Not so long ago I read an article on the BBC website (can’t seem to find it now) that discussed how native speakers may cause many problems in international business settings. By using idioms, understatements, etc. the message often fails to land. In such a setting with dozens of nationality, it is often the native speakers that cause confusion, while the non native speakers are very direct and understand each other quite well. Interesting read!

Predominantly, no. I speak in the most-correct :slight_smile: English that I can. I assume that, since their mastery of my language is ongoing and developing, it’s my duty to do it the right way. I’m sure there are exceptions… I’ll try to pay attention to that during my conversations next week.

I have started to slow down and use fewer obscure words that they may not be familiar with. That is, unless I’m hanging-out, in-person with them. Then the challenge is on. My English-as-a-second-language friends have commented that they appreciate learning the new words and idioms.

Related: When i’m hanging-out with my home-grown, english-speaking redneck friends, my vocabulary and syntax will change accordingly. This is done for fun as much as acceptance.

This is the proper approach. Do not speak broken, incorrect English. I have heard people do this to non-native English speakers and it drives me crazy. Sounds condescending. Just speak slowly and keep it simple and the listener will probably understand.

And it’s the same for me. I can understand German much better than I speak it, so I appreciate if someone must speak German that they do so slowly, but not incorrectly.

Like previous posters said, moderately slow speech, simple sentence construction, and clear pronunciation is best. And avoid idioms. Idioms are so insidious, though, that you don’t realize you’re using an idiom until you stop and think about it.

This was my policy as a college professor where I encountered non-English speakers regularly. A lot of people can understand a foreign language better than they can speak it. So trying to adjust to their speaking level is overkill.

Contrasted to idioms, using more technical terminology in that context helped rather than hurt.

Like others, I speak slowly and use simple phrasing if someone has difficulty understanding me. But I would never speak broken English. In addition to being patronizing and cringeworthy, it probably would impede rather than facilitate communication.

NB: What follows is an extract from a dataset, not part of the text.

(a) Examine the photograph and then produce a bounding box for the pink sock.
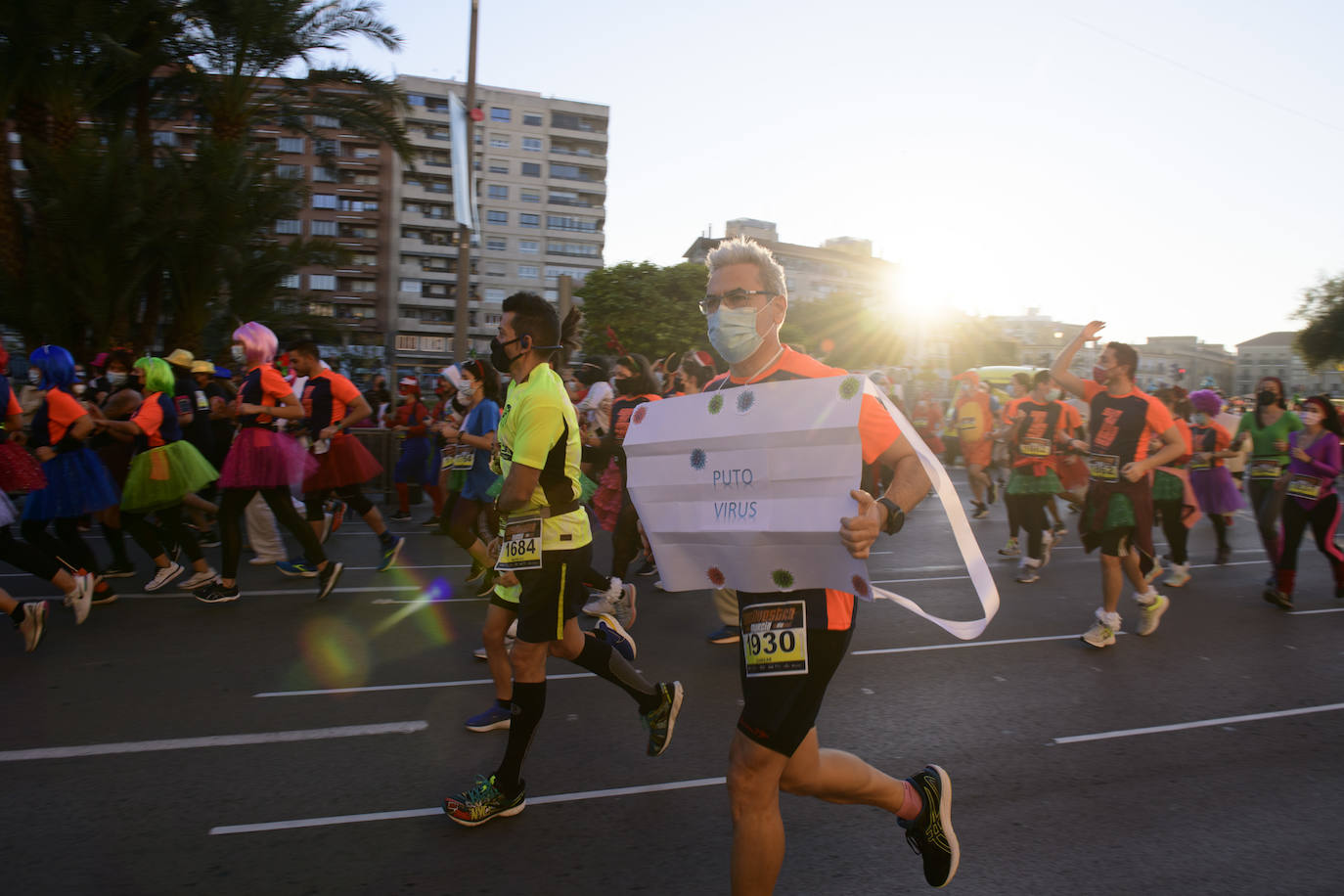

I am used to modifying my speech, since I teach a foreign language to university students. Obviously, I am concerned with modeling correct grammar for my students in a way that is unnecessary if you just have casual contact with someone. However, there are all sorts of strategies to assist the listener in understanding what you are saying: paraphrasing, repetition, visual cues, etc.

In international business, idioms were the bane of my existence. The VP of international sales, of all people, was one of the worst. Sales people tend to be good at speaking, which normally means using interesting language but for heaven’s sake, stop it!